AfD - der Überraschungssieger dieser Wahl

Die anderen Parteien schwächeln, aber die AfD? Die AfD schaffte es innerhalb kürzester Zeit, in der Berliner Parteienlandschaft Fuß zu fassen, so der Wissenschaftler. Bei der diesjährigen Wahl konnte die vergleichsweise junge Partei 14,6 Prozent der Berliner von sich überzeugen. Was sind die Gründe für diesen rasanten Erfolg? Ein Teil der Begründung sei sicherlich die Fähigkeit der AfD, Nichtwähler zu mobileren. Dies sei keiner Partei so gut gelungen wie der AfD, sagte Niedermayer: Sie konnte so viele Nichtwähler motivieren, wie alle anderen Parteien zusammen. Zudem, so fuhr der Professor fort, würden potentielle AfD-Wähler der Partei zutrauen, Lösungen zu Migrations- und Gerechtigkeitsfragen zu formulieren. Die Flüchtlings- und Migrationspolitik sei, gefolgt von Fragen zur Bildung und zum Verkehr, das Top Thema im Berliner Wahlkampf gewesen.
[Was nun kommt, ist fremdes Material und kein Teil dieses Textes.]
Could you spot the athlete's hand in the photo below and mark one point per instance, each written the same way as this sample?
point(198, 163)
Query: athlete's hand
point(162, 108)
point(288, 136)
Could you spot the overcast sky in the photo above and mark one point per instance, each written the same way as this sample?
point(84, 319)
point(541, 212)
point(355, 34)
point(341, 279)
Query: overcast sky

Die Lehren aus dem Wahlergebnis

Niedermayers Analyse gibt ein simples Resümee vor: Die etablierten Parteien müssten die Bürger bei den drängenden Themen der heutigen Zeit, wie Migration und soziale Gerechtigkeit, abholen und beweisen, dass sie die Lösungskompetenz haben, damit die AfD eben keine „Alternative“ sein könne.